In a case where it is determined that the amount of amplicon is less than the threshold (step S103, branching to NO), the controller 24 controls the temperature control unit 13 to continue the cycle reaction (step S102).
On the other hand, in a case where it is determined that the amount of amplicon is equivalent to threshold or more (step S103, branching to YES), the controller 24 controls the temperature control unit 13 to carry out the final extension reaction (step S104). The final extension reaction is, for example, a reaction for adenylation of the amplicon (maintained at 60° C. for 5 minutes). After that, the controller 24 controls the solenoid valve 22 to transfer partial liquid in PCR section 245 to the volume determination section 246 (step S105) and completes PCR.
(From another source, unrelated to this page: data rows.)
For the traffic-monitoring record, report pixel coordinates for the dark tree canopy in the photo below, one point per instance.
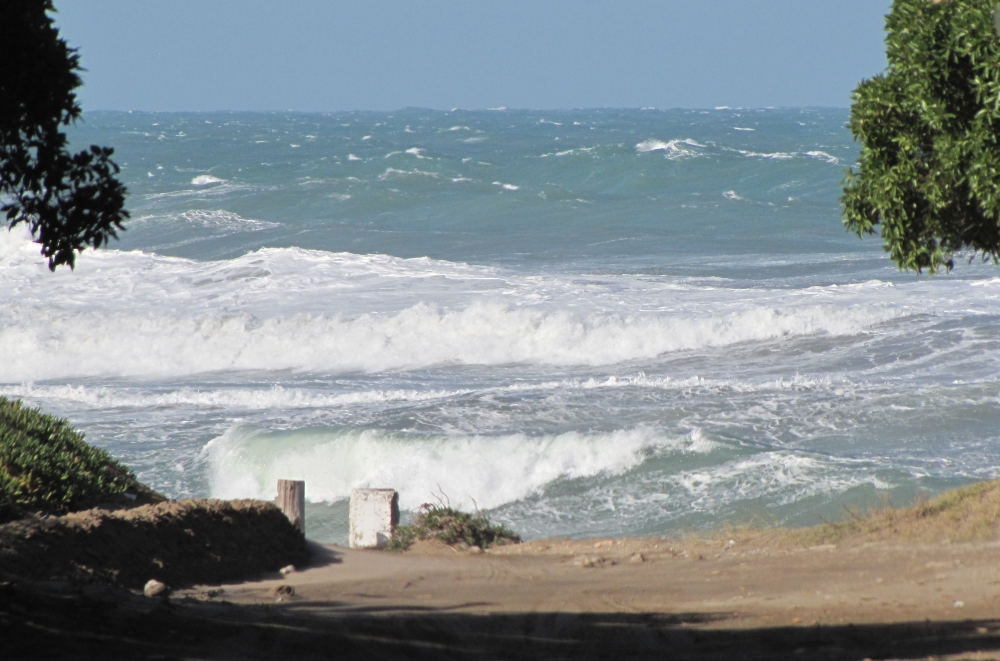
(69, 201)
(929, 128)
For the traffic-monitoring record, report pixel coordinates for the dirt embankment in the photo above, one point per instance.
(178, 542)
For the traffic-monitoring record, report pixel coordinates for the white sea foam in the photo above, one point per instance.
(245, 462)
(218, 220)
(206, 179)
(780, 476)
(234, 399)
(674, 148)
(823, 156)
(40, 344)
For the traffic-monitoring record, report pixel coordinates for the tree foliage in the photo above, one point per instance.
(69, 201)
(929, 129)
(46, 465)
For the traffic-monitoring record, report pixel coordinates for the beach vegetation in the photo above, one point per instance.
(928, 175)
(67, 200)
(453, 527)
(47, 466)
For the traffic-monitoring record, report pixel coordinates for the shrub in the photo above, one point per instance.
(452, 526)
(45, 465)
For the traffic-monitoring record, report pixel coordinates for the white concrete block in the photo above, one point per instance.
(374, 517)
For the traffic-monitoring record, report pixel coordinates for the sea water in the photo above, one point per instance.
(585, 322)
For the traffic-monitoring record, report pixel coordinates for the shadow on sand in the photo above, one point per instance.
(66, 623)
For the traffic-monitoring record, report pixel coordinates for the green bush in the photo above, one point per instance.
(452, 527)
(928, 176)
(45, 465)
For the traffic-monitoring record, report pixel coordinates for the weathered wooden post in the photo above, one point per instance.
(292, 501)
(374, 517)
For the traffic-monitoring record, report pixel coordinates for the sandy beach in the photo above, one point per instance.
(552, 599)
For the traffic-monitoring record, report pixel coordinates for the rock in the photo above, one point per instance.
(589, 561)
(154, 588)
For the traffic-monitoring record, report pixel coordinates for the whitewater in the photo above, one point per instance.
(587, 322)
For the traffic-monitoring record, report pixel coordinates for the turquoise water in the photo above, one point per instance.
(588, 322)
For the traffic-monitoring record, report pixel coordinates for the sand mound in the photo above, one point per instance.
(179, 542)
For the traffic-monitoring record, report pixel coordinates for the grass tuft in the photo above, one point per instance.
(46, 466)
(452, 526)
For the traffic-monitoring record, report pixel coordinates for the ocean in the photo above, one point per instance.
(583, 322)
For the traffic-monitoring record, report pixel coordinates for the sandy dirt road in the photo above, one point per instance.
(551, 599)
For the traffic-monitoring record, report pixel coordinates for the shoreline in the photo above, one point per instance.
(691, 599)
(888, 586)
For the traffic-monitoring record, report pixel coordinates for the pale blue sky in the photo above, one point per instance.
(388, 54)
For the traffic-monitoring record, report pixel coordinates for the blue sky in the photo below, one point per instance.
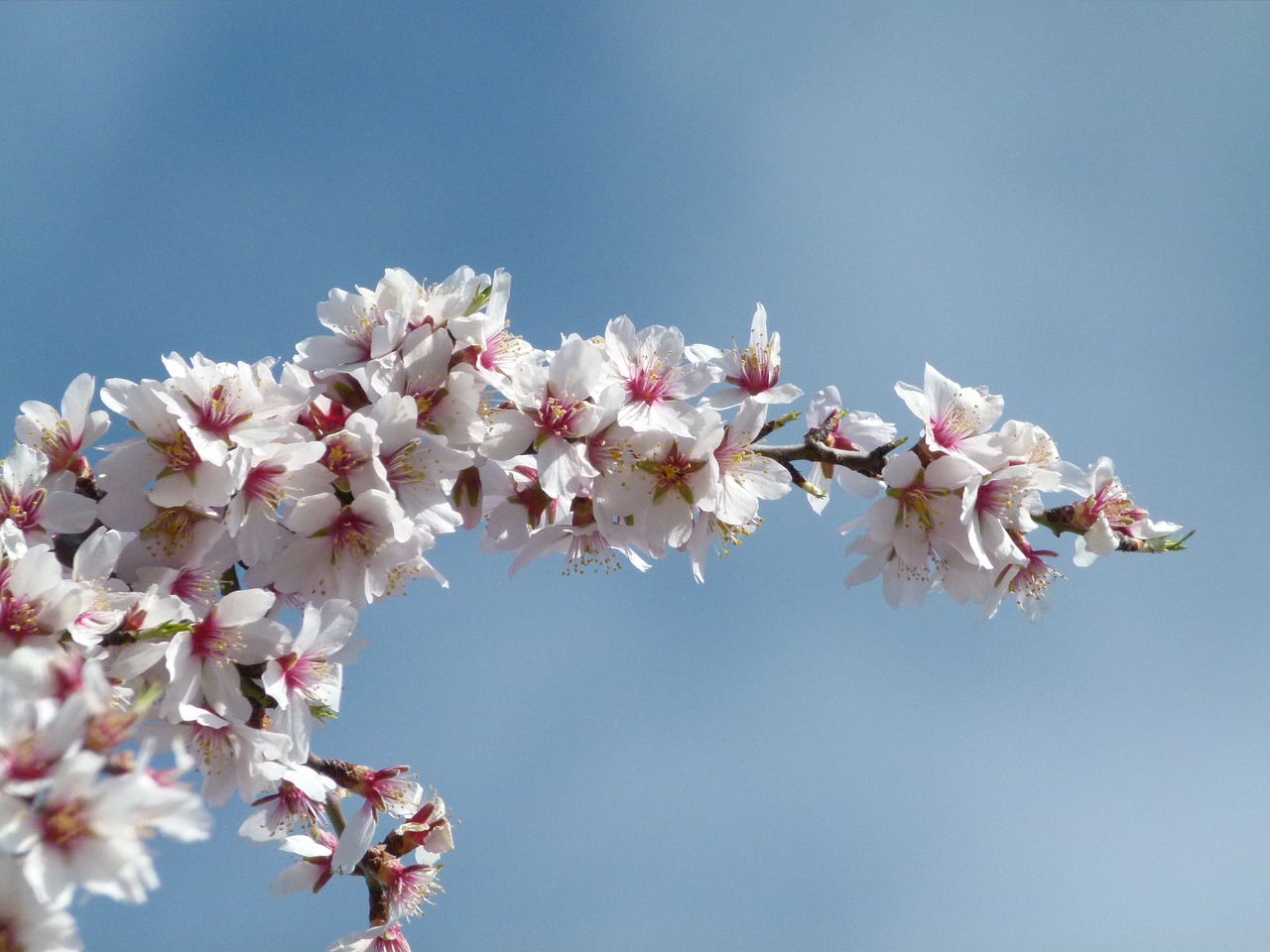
(1066, 202)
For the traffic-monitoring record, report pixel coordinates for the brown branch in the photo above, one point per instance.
(816, 451)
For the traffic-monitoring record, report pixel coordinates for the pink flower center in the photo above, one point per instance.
(217, 414)
(672, 472)
(352, 534)
(558, 416)
(340, 458)
(426, 405)
(19, 620)
(64, 826)
(180, 453)
(208, 640)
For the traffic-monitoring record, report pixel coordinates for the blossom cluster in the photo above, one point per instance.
(193, 590)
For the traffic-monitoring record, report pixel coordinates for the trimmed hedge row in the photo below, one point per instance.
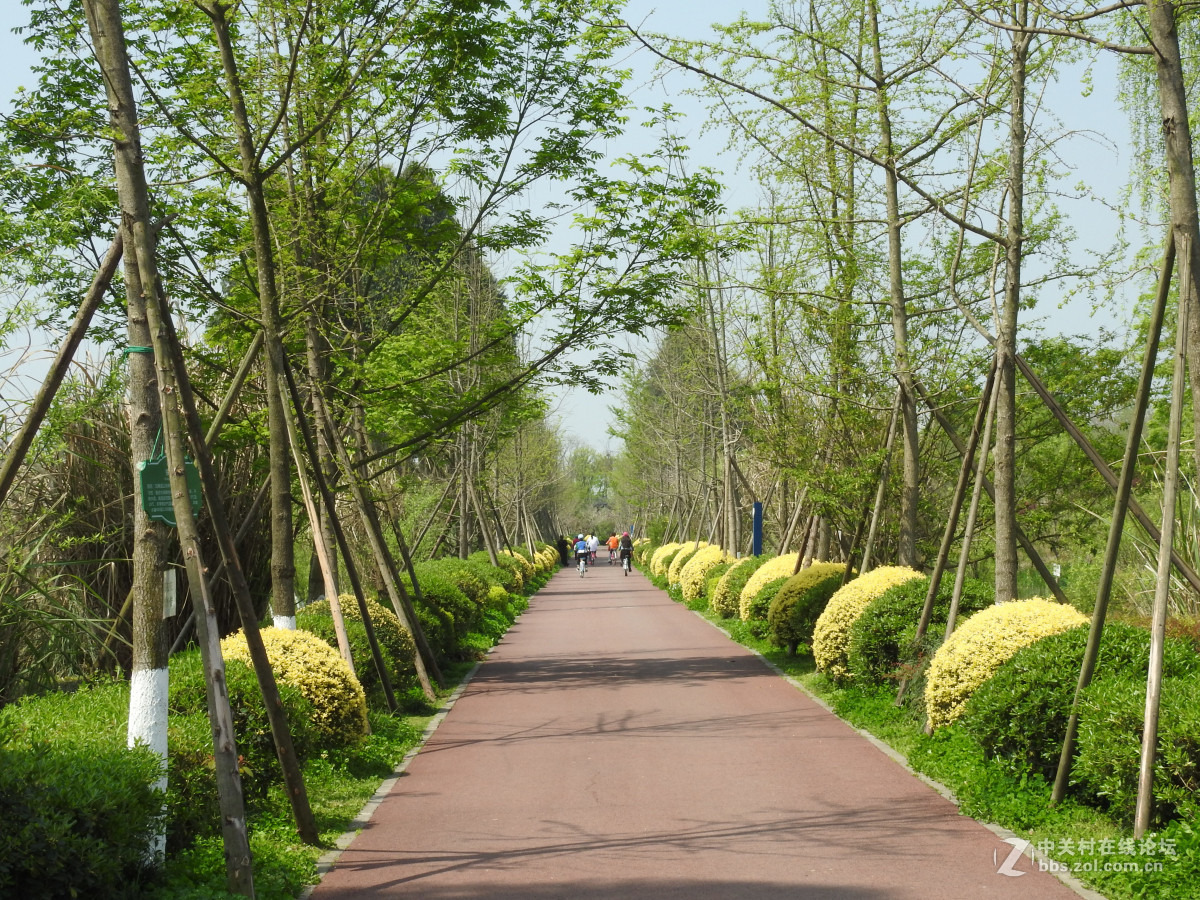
(982, 645)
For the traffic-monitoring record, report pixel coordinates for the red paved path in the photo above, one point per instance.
(616, 745)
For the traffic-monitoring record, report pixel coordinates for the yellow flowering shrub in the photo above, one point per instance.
(831, 636)
(695, 571)
(795, 609)
(395, 642)
(681, 559)
(318, 672)
(777, 568)
(724, 600)
(526, 565)
(982, 645)
(661, 558)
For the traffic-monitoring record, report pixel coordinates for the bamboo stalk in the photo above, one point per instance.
(1116, 526)
(24, 438)
(1163, 589)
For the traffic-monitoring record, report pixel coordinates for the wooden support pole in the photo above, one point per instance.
(972, 516)
(45, 396)
(425, 663)
(1163, 588)
(1031, 552)
(877, 509)
(318, 543)
(960, 489)
(343, 545)
(1116, 526)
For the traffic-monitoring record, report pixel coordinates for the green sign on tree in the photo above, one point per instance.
(156, 498)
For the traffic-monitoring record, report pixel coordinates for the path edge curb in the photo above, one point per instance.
(1066, 877)
(327, 861)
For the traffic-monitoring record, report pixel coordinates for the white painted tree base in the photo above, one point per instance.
(148, 726)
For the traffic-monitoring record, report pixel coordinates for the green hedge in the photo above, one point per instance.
(725, 598)
(799, 601)
(1110, 725)
(396, 646)
(882, 640)
(78, 808)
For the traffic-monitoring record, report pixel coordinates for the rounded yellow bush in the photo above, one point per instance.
(661, 558)
(831, 637)
(768, 571)
(681, 559)
(526, 565)
(982, 645)
(724, 600)
(696, 569)
(313, 667)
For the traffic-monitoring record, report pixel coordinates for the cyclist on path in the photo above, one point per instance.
(581, 551)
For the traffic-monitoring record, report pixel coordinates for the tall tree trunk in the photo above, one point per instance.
(906, 549)
(107, 34)
(252, 180)
(1005, 461)
(149, 681)
(1181, 173)
(318, 375)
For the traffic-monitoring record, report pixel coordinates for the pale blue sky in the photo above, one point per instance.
(1101, 157)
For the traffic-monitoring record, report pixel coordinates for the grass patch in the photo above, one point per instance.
(1079, 837)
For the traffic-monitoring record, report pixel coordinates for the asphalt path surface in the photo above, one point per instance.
(617, 745)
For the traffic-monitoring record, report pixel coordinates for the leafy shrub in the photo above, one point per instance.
(1020, 713)
(831, 635)
(523, 564)
(507, 568)
(772, 569)
(187, 695)
(77, 822)
(982, 645)
(1110, 725)
(882, 639)
(713, 577)
(469, 577)
(756, 610)
(447, 613)
(803, 597)
(724, 600)
(304, 660)
(396, 646)
(679, 559)
(663, 557)
(78, 808)
(694, 574)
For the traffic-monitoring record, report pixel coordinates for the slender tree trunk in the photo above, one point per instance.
(251, 177)
(151, 540)
(24, 438)
(108, 40)
(1006, 335)
(906, 550)
(1181, 173)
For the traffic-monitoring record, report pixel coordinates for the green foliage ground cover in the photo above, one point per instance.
(988, 787)
(78, 807)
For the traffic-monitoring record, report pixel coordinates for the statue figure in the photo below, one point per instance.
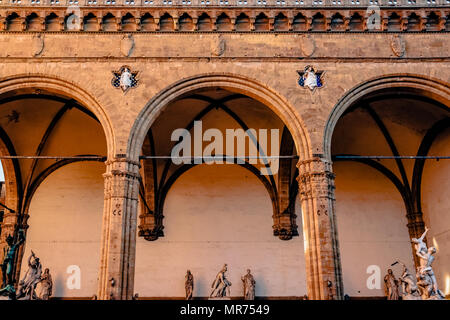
(249, 286)
(31, 279)
(419, 244)
(391, 286)
(189, 285)
(221, 285)
(410, 291)
(425, 275)
(8, 263)
(45, 285)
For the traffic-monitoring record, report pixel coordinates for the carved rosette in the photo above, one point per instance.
(150, 227)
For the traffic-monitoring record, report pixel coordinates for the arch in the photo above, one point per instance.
(184, 168)
(429, 87)
(58, 86)
(235, 83)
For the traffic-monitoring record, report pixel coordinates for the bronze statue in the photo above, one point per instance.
(249, 286)
(189, 285)
(8, 264)
(221, 285)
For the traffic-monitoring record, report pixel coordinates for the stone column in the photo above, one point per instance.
(323, 266)
(116, 276)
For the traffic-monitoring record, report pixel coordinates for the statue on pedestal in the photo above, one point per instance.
(425, 275)
(45, 286)
(221, 285)
(8, 264)
(391, 286)
(426, 286)
(31, 279)
(410, 290)
(189, 285)
(249, 286)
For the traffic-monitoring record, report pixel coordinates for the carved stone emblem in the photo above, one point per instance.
(218, 46)
(308, 45)
(127, 45)
(37, 45)
(124, 79)
(398, 45)
(310, 78)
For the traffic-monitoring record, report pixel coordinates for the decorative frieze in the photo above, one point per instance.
(252, 19)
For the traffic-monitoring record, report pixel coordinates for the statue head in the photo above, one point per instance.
(309, 68)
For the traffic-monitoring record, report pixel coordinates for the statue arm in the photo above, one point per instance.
(424, 234)
(422, 256)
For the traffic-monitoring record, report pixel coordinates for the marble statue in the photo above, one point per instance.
(410, 290)
(391, 286)
(45, 286)
(249, 286)
(189, 285)
(425, 275)
(8, 264)
(426, 287)
(419, 244)
(31, 279)
(221, 285)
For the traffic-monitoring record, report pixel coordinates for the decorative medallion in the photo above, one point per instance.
(398, 45)
(310, 78)
(124, 79)
(308, 45)
(37, 45)
(127, 45)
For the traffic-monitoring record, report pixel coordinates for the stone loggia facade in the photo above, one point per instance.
(253, 49)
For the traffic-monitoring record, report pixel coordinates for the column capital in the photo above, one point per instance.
(315, 179)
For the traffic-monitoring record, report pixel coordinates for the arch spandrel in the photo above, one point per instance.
(235, 83)
(56, 85)
(420, 85)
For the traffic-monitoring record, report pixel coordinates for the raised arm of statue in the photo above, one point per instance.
(424, 234)
(21, 237)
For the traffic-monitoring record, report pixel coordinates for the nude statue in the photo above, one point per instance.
(391, 286)
(420, 245)
(221, 285)
(249, 286)
(189, 285)
(31, 279)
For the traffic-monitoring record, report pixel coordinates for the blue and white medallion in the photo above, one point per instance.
(310, 78)
(124, 79)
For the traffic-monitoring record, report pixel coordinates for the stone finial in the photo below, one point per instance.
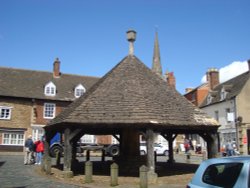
(131, 36)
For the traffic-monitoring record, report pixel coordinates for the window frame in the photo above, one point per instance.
(5, 108)
(46, 110)
(50, 89)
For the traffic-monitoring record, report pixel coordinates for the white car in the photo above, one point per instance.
(158, 148)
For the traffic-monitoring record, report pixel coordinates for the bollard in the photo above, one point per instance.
(114, 174)
(48, 166)
(143, 176)
(88, 172)
(58, 158)
(103, 155)
(204, 155)
(87, 155)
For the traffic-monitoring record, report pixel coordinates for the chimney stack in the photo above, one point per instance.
(56, 71)
(187, 90)
(212, 78)
(171, 79)
(131, 36)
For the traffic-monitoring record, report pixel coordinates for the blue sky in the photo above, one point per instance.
(89, 36)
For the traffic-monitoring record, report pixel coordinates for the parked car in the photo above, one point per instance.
(222, 172)
(158, 148)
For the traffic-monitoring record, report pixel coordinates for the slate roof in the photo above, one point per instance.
(131, 94)
(235, 86)
(30, 84)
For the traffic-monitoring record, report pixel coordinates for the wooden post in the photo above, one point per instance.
(103, 155)
(150, 150)
(170, 138)
(151, 175)
(87, 155)
(143, 176)
(88, 172)
(114, 174)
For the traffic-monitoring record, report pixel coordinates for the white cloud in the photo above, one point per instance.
(230, 71)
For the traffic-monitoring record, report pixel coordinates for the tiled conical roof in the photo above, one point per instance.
(132, 95)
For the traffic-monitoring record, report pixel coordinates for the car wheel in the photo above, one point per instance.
(54, 150)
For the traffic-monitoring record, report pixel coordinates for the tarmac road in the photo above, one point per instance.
(14, 174)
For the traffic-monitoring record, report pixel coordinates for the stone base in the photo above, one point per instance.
(67, 174)
(152, 177)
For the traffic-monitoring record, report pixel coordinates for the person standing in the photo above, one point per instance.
(39, 151)
(28, 150)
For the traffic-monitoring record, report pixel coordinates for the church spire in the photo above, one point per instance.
(156, 67)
Accordingly, the controller 24 carries out: an amplification step in which solution containing sample DNA etc. is heated and cooled so that desired nucleic acid sequence is amplified; a measurement step in which amount of amplicon as amplified nucleic acid sequence is measured; an amplification termination step in which amplification of the desired nucleic acid sequence is terminated based on the measured amount of amplicon. More specifically, the controller 24 carries out determination step in which it is determined whether the measured amount of amplicon has reached a preset threshold, and then, in a case where the measured amount of amplicon has reached the preset threshold, amplification of the desired nucleic acid sequence is terminated.
Herein, PCR condition may be adjusted according to length and nucleic acid sequence of DNA of the purpose of amplification. For example, a primer set is a set of primers for amplifying DNA, that is, for DNA test, thus time for annealing reaction may be adjusted according to TM (melting temperature) value of the primers.
The volume determination section 246 shown in FIG. 5 is a mechanism for measuring solution comprising amplicon. Specifically, the volume determination section 246 is smaller than the PCR section 245, upon liquid transfer from PCR section 245, the microchip controlling apparatus 10 closes flow path 250G under a condition where transfer of solution in the PCR section 245 to the volume determination section 246 has not been accomplished. In other words, the microchip controlling apparatus 10 leaves partial solution in the PCR section 245 so that desired volume of solution comprising amplicon is obtained.
As shown in FIG. 15, the electrophoresis section 280 comprises sample flow paths 281, capillaries 282 and a polymer injection section 283. The microchip controlling apparatus 10 applies electric current to the capillaries 282 via the electrodes 18 so as to carry out electrophoresis, and monitors label flowing through the capillaries with the electrophoresis unit 14 in order to output detection result via a displaying part 28, in which change in fluorescence intensity is graphed in a time dependent manner.
Next, entire flow of DNA analysis process by the microchip controlling apparatus 10 will be explained. Herein, the flow path opening/closing process and the like by the microchip controlling apparatus 10 are omitted for simplifying explanation. In first, a microchip 200 filled up with the sample solution, wash buffer, elution buffer and polymer is set on the microchip controlling apparatus 10 by a user. As shown in FIG. 16, the microchip controlling apparatus 10 carries out DNA extraction process in the DNA extracting unit 25 (step S201).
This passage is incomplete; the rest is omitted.